Karena itu, menurut penulis perlu ditetapkan oleh forum Seba Batomundoan Adat Banggai yang kemudian dilegitimasi oleh Pemerintah Daerah tiga kabupaten, Banggai, Banggaikep dan Balut. Rekomendasi penulis tepat kiranya “Hari Jadi Banggai, yaitu pada tanggal 11 November 1575 (tahunnya merujuk kekuasaan Adi Cokro) atau 11 November 1600 (merujuk tahun kekuasaan Maulana Prins Mandapar). Alasan memilih tanggal 11 November, karena peristiwa 2018 silam, secara tersirat menjadi momentum rekonsiliasi antar komponen rumpun Babasal yang selama ini, relasi emosional dan budayanya mengalami disharmonisasi.
Coba kita lihat,! proses penetapan Hari Ulang Tahun Jakarta pada tanggal 22 Juni 1527, yang baru diresmikan pada tahun 1956 oleh Wali Kota Jakarta, Sudiro (1953-1960), setelah mempertimbangan usulan dari dua pakar yaitu Hoesein Djajadiningrat, yang mengusulkan tanggal 17 Desember, dan Soekanto, yang mengusulkan tanggal 22 Juni. Pilihan akhirnya jatuh pada 22 Juni. Sebab tanggal 22 Juni 1527 disinyalir merupakan tanggal suksesnya pasukan Fatahillah mengusir Portugis dari Sunda Kelapa (www.kompas.com).

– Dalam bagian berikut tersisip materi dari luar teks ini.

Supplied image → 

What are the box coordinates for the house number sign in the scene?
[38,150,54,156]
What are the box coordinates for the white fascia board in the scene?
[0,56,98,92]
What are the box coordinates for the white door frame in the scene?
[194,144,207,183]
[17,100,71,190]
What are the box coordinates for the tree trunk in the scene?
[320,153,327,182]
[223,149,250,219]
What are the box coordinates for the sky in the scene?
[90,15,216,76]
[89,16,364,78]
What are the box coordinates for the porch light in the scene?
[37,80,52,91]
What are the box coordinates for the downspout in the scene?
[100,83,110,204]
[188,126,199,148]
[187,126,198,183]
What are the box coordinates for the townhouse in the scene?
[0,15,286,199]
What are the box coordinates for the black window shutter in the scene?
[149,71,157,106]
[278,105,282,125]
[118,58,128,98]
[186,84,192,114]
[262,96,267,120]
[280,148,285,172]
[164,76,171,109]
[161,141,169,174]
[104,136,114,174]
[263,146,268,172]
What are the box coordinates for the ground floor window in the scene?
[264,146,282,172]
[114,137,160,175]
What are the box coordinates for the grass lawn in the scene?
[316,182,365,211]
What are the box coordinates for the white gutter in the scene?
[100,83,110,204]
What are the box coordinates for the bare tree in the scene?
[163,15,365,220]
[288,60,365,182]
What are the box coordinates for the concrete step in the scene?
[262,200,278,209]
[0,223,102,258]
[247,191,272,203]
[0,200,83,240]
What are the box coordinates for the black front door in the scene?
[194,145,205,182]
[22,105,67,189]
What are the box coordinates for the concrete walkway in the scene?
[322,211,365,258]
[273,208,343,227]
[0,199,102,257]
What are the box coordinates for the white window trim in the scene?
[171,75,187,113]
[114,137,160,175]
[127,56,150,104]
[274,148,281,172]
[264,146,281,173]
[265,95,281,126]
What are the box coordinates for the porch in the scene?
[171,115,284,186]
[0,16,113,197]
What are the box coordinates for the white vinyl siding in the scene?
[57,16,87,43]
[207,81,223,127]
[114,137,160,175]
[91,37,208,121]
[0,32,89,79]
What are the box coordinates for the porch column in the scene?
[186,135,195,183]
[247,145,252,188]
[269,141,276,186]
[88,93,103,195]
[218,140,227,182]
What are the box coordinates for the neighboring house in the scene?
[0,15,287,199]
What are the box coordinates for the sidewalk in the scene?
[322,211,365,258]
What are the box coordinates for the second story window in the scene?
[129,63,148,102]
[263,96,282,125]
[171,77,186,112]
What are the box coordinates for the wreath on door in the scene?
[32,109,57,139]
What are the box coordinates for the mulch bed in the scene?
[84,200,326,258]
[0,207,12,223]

Artinya, bila kita sukses meresmikan Hari Jadi Banggai, maka tahun ini (2022), 11 November, kita merayakan HUT Banggai ke – 447 tahun (11 November 1575 – 11 November 2022) bila tahunnya merujuk masa Adi Cokro. Dan atau merayakan HUT yang ke-422 tahun (11 November 1600 – 11 November 2022) bila tahunnya merujuk masa awal kekuasaan Mandapar. Seperti Batavia (Jakarta) yang tanggal 22 Juni 2022 lalu memperingati HUT ke-495 tahun. (**)
Penulis adalah Presidium Majelis Banggapi Sangkap IKAMIMO BANGGAI, dan Peneliti Budaya Banggai.